DONE The bulk download of PubMed data is available through a [FTP server](https://ftp.ncbi.nlm.nih.gov/pubmed/baseline/). To download everything: ``` wget -m --no-parent --show-progress -o download.log ftp://ftp.ncbi.nlm.nih.gov/pubmed/baseline/ ``` ➡️ Command executed on 05.10.2021. Downloaded 31 GB in around 2h45. ➡️ Number of articles downloaded: 31,850,052. ➡️ MD5 sums checked (method described below). To check the MD5 sums of all downloaded files: ```python import hashlib import re from pathlib import Path from tqdm import tqdm regex = re.compile("[a-z0-9]{32}$") dirpath = Path("baseline/") for filepath in tqdm(dirpath.glob("*.gz")): with filepath.open("rb") as f: data = f.read() md5 = hashlib.md5(data).hexdigest() md5path = f"{filepath}.md5" with open(md5path) as f: data = f.readline() md5_expected = regex.search(data).group(0) if md5 != md5_expected: print(filepath.stem) ```

Parsing

MERGED PubMed data conform to a common [XML schema](http://dtd.nlm.nih.gov/ncbi/pubmed/out/pubmed_190101.dtd). The parsing logic is implemented in #465.

Loading

MERGED The loading logic is implemented in #468.
EmilieDel commented 3 years ago

Findings about PubMed

ESearch

From https://dataguide.nlm.nih.gov/eutilities/utilities.html#esearch:

ESearch (esearch.fcgi) searches a database and returns a list of unique identifiers (UIDs) for records in that database which meet the search criteria. You can specify the search query, sort results, filter results by date, or combine multiple searches with Boolean AND/OR/NOT by adjusting the parameters. Remember, ESearch only returns UIDs, not full records. To retrieve the full records for each of the UIDs in your result set, consider using the EFetch utility.

import json

import requests

term="neuroscience"
url = f"https://eutils.ncbi.nlm.nih.gov/entrez/eutils/esearch.fcgi?db=pubmed&term={term}&retmax=100000&retmode=json"
response = requests.get(url)
rep = json.loads(response.content.decode())

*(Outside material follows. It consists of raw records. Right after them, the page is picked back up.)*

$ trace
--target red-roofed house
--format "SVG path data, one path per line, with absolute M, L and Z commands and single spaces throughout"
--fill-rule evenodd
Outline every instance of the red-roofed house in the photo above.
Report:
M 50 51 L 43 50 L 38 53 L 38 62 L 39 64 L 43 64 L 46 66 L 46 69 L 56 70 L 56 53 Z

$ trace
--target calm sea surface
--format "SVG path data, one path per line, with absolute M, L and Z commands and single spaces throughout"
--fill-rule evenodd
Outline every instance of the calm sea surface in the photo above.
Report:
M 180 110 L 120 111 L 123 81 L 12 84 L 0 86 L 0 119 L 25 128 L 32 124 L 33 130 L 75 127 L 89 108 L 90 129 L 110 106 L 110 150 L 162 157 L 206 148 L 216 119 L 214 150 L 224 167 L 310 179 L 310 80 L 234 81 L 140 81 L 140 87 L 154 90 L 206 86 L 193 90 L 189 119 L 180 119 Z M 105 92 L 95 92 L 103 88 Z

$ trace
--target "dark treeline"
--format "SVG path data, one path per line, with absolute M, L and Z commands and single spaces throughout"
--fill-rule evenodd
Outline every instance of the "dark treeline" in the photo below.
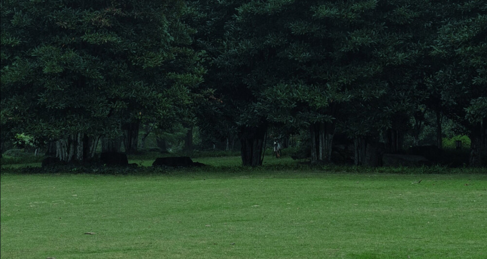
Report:
M 85 161 L 100 141 L 134 153 L 139 132 L 163 147 L 178 130 L 190 149 L 197 127 L 255 166 L 272 128 L 305 132 L 312 163 L 339 136 L 376 166 L 427 114 L 438 148 L 448 120 L 471 140 L 469 165 L 487 163 L 482 0 L 1 4 L 2 152 L 23 133 Z

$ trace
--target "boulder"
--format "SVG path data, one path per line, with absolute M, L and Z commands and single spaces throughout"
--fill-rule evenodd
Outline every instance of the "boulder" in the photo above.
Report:
M 392 154 L 382 155 L 383 166 L 421 166 L 429 164 L 430 161 L 422 155 Z
M 127 155 L 117 152 L 105 152 L 100 155 L 100 162 L 102 164 L 109 165 L 129 165 L 129 159 Z
M 158 157 L 152 163 L 152 166 L 169 166 L 171 167 L 189 167 L 202 166 L 201 163 L 194 162 L 189 156 L 172 156 Z

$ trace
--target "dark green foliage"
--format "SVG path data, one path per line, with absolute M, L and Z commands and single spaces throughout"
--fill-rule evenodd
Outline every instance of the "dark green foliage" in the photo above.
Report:
M 99 136 L 120 136 L 122 124 L 167 126 L 192 102 L 203 70 L 180 21 L 182 1 L 2 0 L 1 7 L 2 135 L 24 130 L 64 139 L 68 149 L 94 139 L 86 148 Z

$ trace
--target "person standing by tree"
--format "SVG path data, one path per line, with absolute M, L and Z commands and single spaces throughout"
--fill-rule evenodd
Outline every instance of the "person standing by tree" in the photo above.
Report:
M 274 153 L 276 158 L 281 157 L 281 144 L 277 140 L 274 140 Z

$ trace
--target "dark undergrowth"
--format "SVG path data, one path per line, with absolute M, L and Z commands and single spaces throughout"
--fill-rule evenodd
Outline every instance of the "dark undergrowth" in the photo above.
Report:
M 131 175 L 159 174 L 195 174 L 205 173 L 213 174 L 226 173 L 267 173 L 279 172 L 316 173 L 353 173 L 353 174 L 485 174 L 487 176 L 485 168 L 451 168 L 436 165 L 420 167 L 367 167 L 364 166 L 336 165 L 311 166 L 304 163 L 295 165 L 264 165 L 260 167 L 250 167 L 241 166 L 204 166 L 201 167 L 171 168 L 165 167 L 143 167 L 136 164 L 128 166 L 111 166 L 99 164 L 74 165 L 68 164 L 46 167 L 13 168 L 8 165 L 1 167 L 1 173 L 13 174 L 77 174 Z

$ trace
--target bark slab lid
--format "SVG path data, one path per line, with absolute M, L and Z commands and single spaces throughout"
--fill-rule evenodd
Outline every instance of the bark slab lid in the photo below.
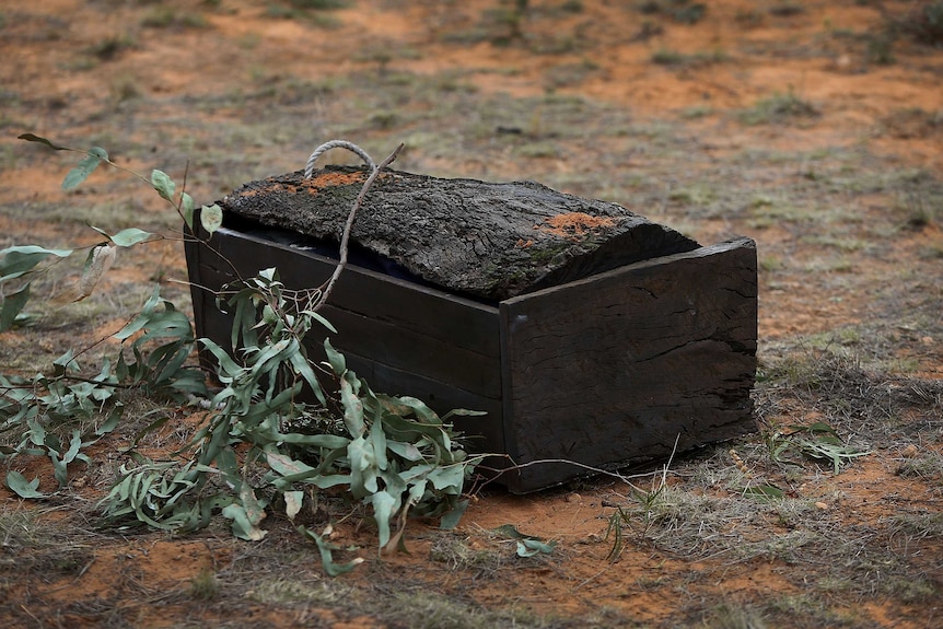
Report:
M 328 166 L 251 182 L 219 205 L 268 228 L 338 243 L 369 171 Z M 534 182 L 384 170 L 351 242 L 445 290 L 501 301 L 700 245 L 616 203 Z

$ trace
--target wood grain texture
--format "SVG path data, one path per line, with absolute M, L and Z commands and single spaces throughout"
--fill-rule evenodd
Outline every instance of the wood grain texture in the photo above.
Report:
M 755 243 L 738 238 L 503 302 L 509 454 L 615 467 L 753 430 L 756 290 Z
M 234 279 L 223 258 L 243 276 L 276 266 L 292 289 L 330 275 L 334 259 L 269 236 L 223 229 L 218 253 L 187 245 L 191 280 L 217 290 Z M 738 238 L 498 306 L 351 265 L 323 314 L 376 391 L 440 413 L 487 411 L 456 420 L 478 452 L 613 468 L 667 457 L 676 438 L 685 451 L 754 429 L 756 291 L 756 247 Z M 212 293 L 195 288 L 194 308 L 197 334 L 225 347 L 231 321 Z M 325 336 L 311 335 L 312 357 Z M 539 464 L 500 481 L 527 492 L 585 474 Z

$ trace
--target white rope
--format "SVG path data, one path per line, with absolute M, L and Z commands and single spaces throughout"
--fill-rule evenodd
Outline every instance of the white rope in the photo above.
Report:
M 353 142 L 348 142 L 347 140 L 331 140 L 316 148 L 311 154 L 311 156 L 307 159 L 307 164 L 304 166 L 305 179 L 310 179 L 312 173 L 314 173 L 314 163 L 317 162 L 317 159 L 331 149 L 347 149 L 348 151 L 356 153 L 361 160 L 363 160 L 363 163 L 366 164 L 366 166 L 371 171 L 376 170 L 376 164 L 373 162 L 370 155 L 366 154 L 366 151 L 364 151 Z

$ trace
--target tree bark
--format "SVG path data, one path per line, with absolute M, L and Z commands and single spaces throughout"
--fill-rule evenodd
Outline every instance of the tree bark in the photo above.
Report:
M 336 248 L 368 174 L 329 166 L 305 180 L 290 173 L 251 182 L 219 203 L 228 224 L 280 228 Z M 494 302 L 700 246 L 616 203 L 534 182 L 392 170 L 366 195 L 351 242 L 381 266 L 393 263 L 426 282 Z

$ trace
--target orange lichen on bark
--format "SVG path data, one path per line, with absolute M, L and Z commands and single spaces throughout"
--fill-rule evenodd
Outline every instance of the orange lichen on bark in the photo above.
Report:
M 597 232 L 615 224 L 616 219 L 613 218 L 594 217 L 585 212 L 569 212 L 550 217 L 544 221 L 544 224 L 535 225 L 534 229 L 562 238 L 579 238 L 587 232 Z

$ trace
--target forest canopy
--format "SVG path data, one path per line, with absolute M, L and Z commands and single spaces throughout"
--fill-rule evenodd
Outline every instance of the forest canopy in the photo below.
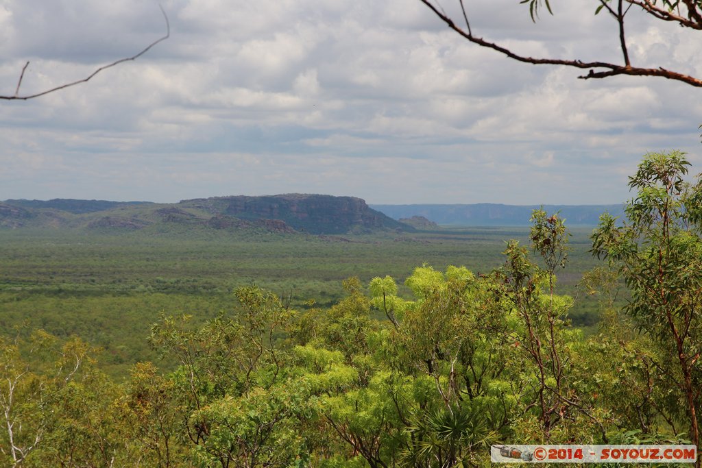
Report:
M 501 267 L 417 267 L 344 282 L 332 307 L 296 309 L 256 286 L 202 324 L 164 314 L 148 340 L 178 362 L 124 382 L 77 338 L 4 338 L 4 466 L 459 467 L 492 443 L 699 446 L 702 182 L 677 152 L 647 155 L 625 219 L 592 234 L 585 290 L 599 333 L 555 293 L 569 234 L 534 212 L 530 245 Z M 623 281 L 625 307 L 614 297 Z M 380 319 L 377 318 L 378 316 Z

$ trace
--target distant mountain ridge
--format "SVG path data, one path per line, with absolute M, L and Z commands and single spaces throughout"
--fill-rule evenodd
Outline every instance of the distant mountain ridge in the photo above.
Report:
M 534 209 L 540 205 L 370 205 L 371 208 L 399 220 L 423 216 L 438 225 L 461 226 L 527 226 Z M 600 215 L 608 212 L 614 216 L 624 215 L 624 205 L 544 205 L 548 213 L 560 212 L 568 225 L 594 226 Z
M 260 231 L 312 234 L 414 228 L 352 196 L 285 194 L 219 196 L 177 203 L 105 200 L 6 200 L 0 228 L 72 229 L 86 232 L 143 231 L 154 234 Z
M 103 211 L 118 206 L 152 204 L 150 201 L 109 201 L 107 200 L 77 200 L 53 199 L 52 200 L 5 200 L 5 203 L 22 208 L 53 208 L 74 214 Z

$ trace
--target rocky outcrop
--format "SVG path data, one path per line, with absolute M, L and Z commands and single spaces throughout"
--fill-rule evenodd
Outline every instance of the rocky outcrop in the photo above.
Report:
M 409 225 L 418 229 L 433 229 L 439 227 L 439 225 L 433 221 L 430 221 L 423 216 L 415 215 L 412 218 L 400 218 L 399 222 Z
M 134 218 L 120 218 L 119 216 L 103 216 L 88 225 L 91 229 L 119 229 L 128 231 L 140 229 L 149 223 Z
M 0 226 L 17 229 L 25 225 L 32 213 L 19 206 L 0 203 Z
M 287 229 L 314 234 L 413 229 L 369 208 L 364 201 L 353 196 L 288 194 L 217 197 L 181 203 L 201 208 L 206 206 L 211 210 L 216 208 L 223 214 L 242 220 L 279 220 L 284 222 Z

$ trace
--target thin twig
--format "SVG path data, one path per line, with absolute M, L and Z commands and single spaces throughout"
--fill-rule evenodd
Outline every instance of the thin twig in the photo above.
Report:
M 142 55 L 143 55 L 145 53 L 146 53 L 147 52 L 148 52 L 151 49 L 151 48 L 153 47 L 154 46 L 155 46 L 156 44 L 159 44 L 160 42 L 162 42 L 162 41 L 165 41 L 166 39 L 168 39 L 169 37 L 171 37 L 171 23 L 168 22 L 168 17 L 166 14 L 166 11 L 164 10 L 164 7 L 163 6 L 161 6 L 161 5 L 159 5 L 159 8 L 161 9 L 161 13 L 163 13 L 163 15 L 164 15 L 164 19 L 166 20 L 166 35 L 164 36 L 163 37 L 161 37 L 160 39 L 157 39 L 156 41 L 152 42 L 145 48 L 144 48 L 143 51 L 141 51 L 141 52 L 140 52 L 139 53 L 136 54 L 135 55 L 133 55 L 131 57 L 127 57 L 127 58 L 121 58 L 121 59 L 120 59 L 119 60 L 116 60 L 114 62 L 112 62 L 110 64 L 108 64 L 107 65 L 104 65 L 102 67 L 100 67 L 100 68 L 98 68 L 96 70 L 95 70 L 94 72 L 93 72 L 93 73 L 91 73 L 91 74 L 89 74 L 87 77 L 84 78 L 82 79 L 77 80 L 75 81 L 72 81 L 71 83 L 67 83 L 66 84 L 62 84 L 62 85 L 61 85 L 60 86 L 56 86 L 55 88 L 52 88 L 51 89 L 48 89 L 48 90 L 45 91 L 41 91 L 41 93 L 34 93 L 34 94 L 29 94 L 29 95 L 24 95 L 24 96 L 20 96 L 20 95 L 18 95 L 19 93 L 20 93 L 20 86 L 22 84 L 22 79 L 25 76 L 25 70 L 27 69 L 27 66 L 28 65 L 29 65 L 29 62 L 27 62 L 25 65 L 25 67 L 22 69 L 22 74 L 20 75 L 20 79 L 19 79 L 19 81 L 18 81 L 18 82 L 17 83 L 17 89 L 15 91 L 15 94 L 13 95 L 11 95 L 11 96 L 1 95 L 0 95 L 0 99 L 4 99 L 4 100 L 27 100 L 28 99 L 33 99 L 34 98 L 39 98 L 39 96 L 43 96 L 44 95 L 48 94 L 49 93 L 53 93 L 53 92 L 58 91 L 59 90 L 65 89 L 66 88 L 69 88 L 71 86 L 76 86 L 77 84 L 80 84 L 81 83 L 86 83 L 87 81 L 89 81 L 91 80 L 91 79 L 92 79 L 93 76 L 95 76 L 96 74 L 98 74 L 98 73 L 100 73 L 102 70 L 106 70 L 108 68 L 112 68 L 112 67 L 118 65 L 120 63 L 124 63 L 124 62 L 129 62 L 129 61 L 132 61 L 132 60 L 135 60 L 136 59 L 139 58 L 140 57 L 141 57 Z
M 661 76 L 662 78 L 667 78 L 668 79 L 675 80 L 677 81 L 682 81 L 687 84 L 691 85 L 695 87 L 702 87 L 702 79 L 691 76 L 682 73 L 678 73 L 677 72 L 673 72 L 672 70 L 668 70 L 662 67 L 658 68 L 641 68 L 638 67 L 631 67 L 626 65 L 619 65 L 614 63 L 609 63 L 607 62 L 582 62 L 578 60 L 563 60 L 563 59 L 555 59 L 555 58 L 536 58 L 534 57 L 528 57 L 526 55 L 522 55 L 516 53 L 511 50 L 500 46 L 494 42 L 490 42 L 486 41 L 480 37 L 477 37 L 472 35 L 470 32 L 461 29 L 453 22 L 453 20 L 450 18 L 445 13 L 439 11 L 436 6 L 435 6 L 431 0 L 419 0 L 423 4 L 427 6 L 430 10 L 434 12 L 434 14 L 437 17 L 441 18 L 441 20 L 446 24 L 446 25 L 458 33 L 460 36 L 465 39 L 466 40 L 472 42 L 473 44 L 477 44 L 482 47 L 485 47 L 486 48 L 491 48 L 494 51 L 499 52 L 500 53 L 504 54 L 505 55 L 509 57 L 510 58 L 517 60 L 518 62 L 522 62 L 524 63 L 531 63 L 532 65 L 564 65 L 566 67 L 573 67 L 574 68 L 579 68 L 581 69 L 590 69 L 589 72 L 586 75 L 581 75 L 578 78 L 581 79 L 602 79 L 607 78 L 609 76 L 614 76 L 616 75 L 629 75 L 632 76 Z M 638 4 L 636 0 L 626 0 L 630 3 L 633 3 Z M 682 23 L 681 23 L 682 24 Z M 684 25 L 687 25 L 685 24 Z M 701 25 L 702 27 L 702 25 Z M 695 28 L 695 29 L 702 29 Z M 595 71 L 597 69 L 600 69 L 600 71 Z M 604 69 L 602 70 L 602 69 Z
M 29 61 L 25 64 L 25 66 L 22 67 L 22 73 L 20 74 L 20 79 L 17 81 L 17 88 L 15 89 L 15 96 L 17 96 L 20 93 L 20 86 L 22 86 L 22 79 L 25 77 L 25 72 L 27 70 L 27 67 L 29 66 Z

n_results = int(rep["esearchresult"]["count"])  # retrieve the total number of results
first_ids = rep["esearchresult"]["idlist"]   # retrieve some/all IDs

Notes:

EFetch

From https://dataguide.nlm.nih.gov/eutilities/utilities.html#efetch:

EFetch (efetch.fcgi) returns full data records for a list of unique identifiers (UIDs) in a format specified in the parameters. The list of UIDs is either provided in the parameters, or is retrieved from the History server.

import requests
from defusedxml import ElementTree

id = first_ids[0]
url = f"https://eutils.ncbi.nlm.nih.gov/entrez/eutils/efetch.fcgi?db=pubmed&id={id}&retmode=xml"
response = requests.get(url)
rep = response.content.decode()

article_set = ElementTree.fromstring(rep)

Notes:

pafonta commented 3 years ago

465 et #468 implement what this issue requires. These two pull requests were merged. So, closing this issue.